Avoid heavy lifting until your pain has gone down and you have good range of movement in your knee.

Weight management

Carrying extra body weight makes it more likely that you will get joint pain in the first place. If you have joint pain already, being overweight can make it worse. Losing even a small amount of weight can make a big difference to knee pain.

Heat/ice packs

Heat is an effective and safe treatment for most aches and pains. You could use a wheat bag, heat pads, deep heat cream, hot water bottle or a heat lamp.

Gentle warmth will be enough – there is a risk of burns and scalds if the item is too hot. You should check your skin regularly, and you should try to place a towel between the item and your skin.

Ice

Many people find that ice is helpful when used to manage short-term knee pain. Ice packs can be made from ice cubes placed in a plastic bag, or wet tea towel.
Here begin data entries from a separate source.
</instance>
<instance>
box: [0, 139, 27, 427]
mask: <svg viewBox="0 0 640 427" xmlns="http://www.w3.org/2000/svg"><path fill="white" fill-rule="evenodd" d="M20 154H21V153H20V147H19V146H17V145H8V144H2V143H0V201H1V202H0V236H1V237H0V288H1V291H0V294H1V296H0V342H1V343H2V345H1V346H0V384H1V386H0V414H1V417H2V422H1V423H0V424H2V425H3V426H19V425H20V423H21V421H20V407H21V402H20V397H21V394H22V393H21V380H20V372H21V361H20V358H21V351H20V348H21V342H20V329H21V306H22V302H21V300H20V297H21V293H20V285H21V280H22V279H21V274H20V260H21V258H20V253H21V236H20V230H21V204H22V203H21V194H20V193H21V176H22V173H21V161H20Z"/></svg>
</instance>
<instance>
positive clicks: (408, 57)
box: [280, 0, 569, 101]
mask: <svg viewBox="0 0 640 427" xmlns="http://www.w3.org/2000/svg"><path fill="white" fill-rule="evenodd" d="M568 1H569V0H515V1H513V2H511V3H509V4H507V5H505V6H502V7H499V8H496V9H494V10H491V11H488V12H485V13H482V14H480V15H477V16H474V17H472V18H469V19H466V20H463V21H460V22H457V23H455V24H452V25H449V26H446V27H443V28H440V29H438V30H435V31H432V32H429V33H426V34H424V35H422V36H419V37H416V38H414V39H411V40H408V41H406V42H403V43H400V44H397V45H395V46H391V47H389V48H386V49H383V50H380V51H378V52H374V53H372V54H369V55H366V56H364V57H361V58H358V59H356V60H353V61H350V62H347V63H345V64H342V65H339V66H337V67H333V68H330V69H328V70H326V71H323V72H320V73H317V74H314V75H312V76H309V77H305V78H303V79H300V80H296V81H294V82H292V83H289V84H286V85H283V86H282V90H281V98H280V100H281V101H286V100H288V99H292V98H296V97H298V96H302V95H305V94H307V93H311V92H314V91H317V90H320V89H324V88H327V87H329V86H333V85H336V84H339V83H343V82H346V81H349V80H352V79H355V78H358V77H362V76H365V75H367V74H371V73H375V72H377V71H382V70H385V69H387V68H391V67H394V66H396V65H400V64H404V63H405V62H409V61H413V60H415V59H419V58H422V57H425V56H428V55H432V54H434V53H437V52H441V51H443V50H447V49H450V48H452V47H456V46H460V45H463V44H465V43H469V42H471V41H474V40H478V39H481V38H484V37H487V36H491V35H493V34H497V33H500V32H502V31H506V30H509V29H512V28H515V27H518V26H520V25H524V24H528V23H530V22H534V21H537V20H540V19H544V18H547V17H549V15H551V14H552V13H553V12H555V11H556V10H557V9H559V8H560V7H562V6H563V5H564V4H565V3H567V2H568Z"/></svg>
You could also use a bag of frozen peas, or buy a ready-made pack from a pharmacy.

Ice can be left on for 20 to 30 minutes – if it is left on for longer, there is a risk of damaging the skin. This can be repeated every 2 to 3 hours.

Suitable footwear

Examples include sensible shoes and arch supports if you have flat feet.

Painkillers

Paracetamol

If you need a painkiller, you might take paracetamol regularly, for a few days.

Non-steroidal anti-inflammatory drugs – tablets

These can help with pain, inflammation and swelling. There are many types and brands. Some, such as ibuprofen, don’t need a prescription. This means you can buy them over the counter, at supermarkets and pharmacies.
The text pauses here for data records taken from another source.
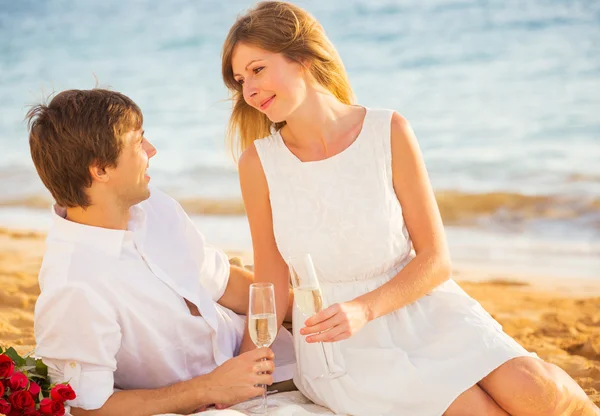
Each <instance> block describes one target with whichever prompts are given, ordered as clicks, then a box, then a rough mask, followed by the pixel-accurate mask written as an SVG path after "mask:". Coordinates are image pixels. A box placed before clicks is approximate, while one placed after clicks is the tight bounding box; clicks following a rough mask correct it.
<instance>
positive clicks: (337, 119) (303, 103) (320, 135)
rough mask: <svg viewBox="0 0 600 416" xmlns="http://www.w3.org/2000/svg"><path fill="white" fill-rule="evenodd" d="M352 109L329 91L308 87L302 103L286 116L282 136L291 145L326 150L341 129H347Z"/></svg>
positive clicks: (282, 130) (338, 132)
mask: <svg viewBox="0 0 600 416" xmlns="http://www.w3.org/2000/svg"><path fill="white" fill-rule="evenodd" d="M353 110H354V108H353V107H352V106H350V105H347V104H344V103H341V102H340V101H339V100H338V99H337V98H336V97H334V96H333V95H332V94H331V93H328V92H322V91H319V90H316V89H311V90H309V92H308V94H307V97H306V99H305V100H304V102H303V103H302V105H301V106H300V107H298V108H297V109H296V111H294V113H292V114H291V115H290V116H289V117H288V118H287V119H286V126H285V127H284V128H283V129H282V137H284V139H285V141H286V144H287V145H288V146H289V147H292V148H296V149H305V148H321V149H322V148H325V149H327V148H328V147H329V143H330V142H331V141H332V140H335V139H336V137H338V136H339V135H340V132H341V131H345V130H347V127H348V126H347V124H348V123H347V122H350V121H351V119H352V117H353Z"/></svg>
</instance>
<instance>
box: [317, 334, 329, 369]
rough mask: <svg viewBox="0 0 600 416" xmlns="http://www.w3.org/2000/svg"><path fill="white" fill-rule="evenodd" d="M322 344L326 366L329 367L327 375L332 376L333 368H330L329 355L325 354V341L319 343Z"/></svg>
mask: <svg viewBox="0 0 600 416" xmlns="http://www.w3.org/2000/svg"><path fill="white" fill-rule="evenodd" d="M319 344H321V349H322V350H323V356H324V357H325V365H326V366H327V373H329V374H331V367H330V366H329V359H328V358H327V353H326V352H325V345H323V341H321V342H319Z"/></svg>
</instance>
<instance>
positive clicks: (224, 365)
mask: <svg viewBox="0 0 600 416" xmlns="http://www.w3.org/2000/svg"><path fill="white" fill-rule="evenodd" d="M273 358H274V355H273V351H271V350H270V349H269V348H258V349H255V350H252V351H248V352H246V353H243V354H240V355H239V356H237V357H235V358H232V359H230V360H228V361H226V362H224V363H223V364H222V365H220V366H219V367H217V368H215V369H214V370H213V371H212V372H211V373H210V374H208V378H207V381H208V383H207V384H204V383H205V381H204V380H203V386H202V387H201V388H203V389H205V391H206V393H207V396H208V397H210V398H211V400H214V403H218V404H220V405H233V404H237V403H241V402H243V401H246V400H248V399H251V398H253V397H257V396H260V395H261V394H262V393H263V391H264V387H262V386H260V385H268V386H270V385H271V384H273V376H272V375H271V374H272V373H273V371H274V370H275V363H274V362H273Z"/></svg>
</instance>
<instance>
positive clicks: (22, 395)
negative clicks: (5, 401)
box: [8, 390, 35, 410]
mask: <svg viewBox="0 0 600 416" xmlns="http://www.w3.org/2000/svg"><path fill="white" fill-rule="evenodd" d="M8 401H9V402H10V404H11V406H12V408H13V410H23V409H27V408H29V407H35V402H34V401H33V397H32V396H31V393H29V392H28V391H25V390H20V391H15V392H14V393H12V394H11V395H10V396H8Z"/></svg>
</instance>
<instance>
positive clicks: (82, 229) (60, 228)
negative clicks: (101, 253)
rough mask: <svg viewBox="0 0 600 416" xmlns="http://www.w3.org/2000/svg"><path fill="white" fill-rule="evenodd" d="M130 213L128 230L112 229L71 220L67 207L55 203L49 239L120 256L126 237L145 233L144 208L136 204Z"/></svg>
mask: <svg viewBox="0 0 600 416" xmlns="http://www.w3.org/2000/svg"><path fill="white" fill-rule="evenodd" d="M129 213H130V219H129V223H128V225H127V230H112V229H109V228H103V227H95V226H92V225H84V224H79V223H76V222H73V221H69V220H67V219H66V216H67V209H66V208H65V207H62V206H60V205H57V204H55V205H53V206H52V226H51V229H50V232H49V233H48V239H50V240H58V241H64V242H68V243H73V244H76V245H81V246H85V247H89V248H92V249H95V250H99V251H102V252H104V253H106V254H108V255H110V256H112V257H115V258H119V257H120V255H121V250H122V249H123V241H124V240H125V239H127V238H132V235H131V234H140V235H141V236H143V235H145V224H146V215H145V212H144V210H143V209H142V208H141V207H140V206H139V205H134V206H132V207H131V208H130V210H129Z"/></svg>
Other types of anti-inflammatory painkillers do need a prescription. NSAIDs carry a number of potential side effects, so you should ask your doctor or pharmacist if they are suitable for you before taking them. You can also read the patient information leaflet that comes in the packet.

Non-steroidal anti-inflammatory drugs – rub-on painkillers

These are also called topical painkillers. Some can be bought over the counter, at pharmacies, while others need a prescription. It is unclear whether rub-on anti-inflammatory painkillers work better than tablets. However, the amount of the medication that gets into your bloodstream is much less with rub-on painkillers, and there is less risk of side effects.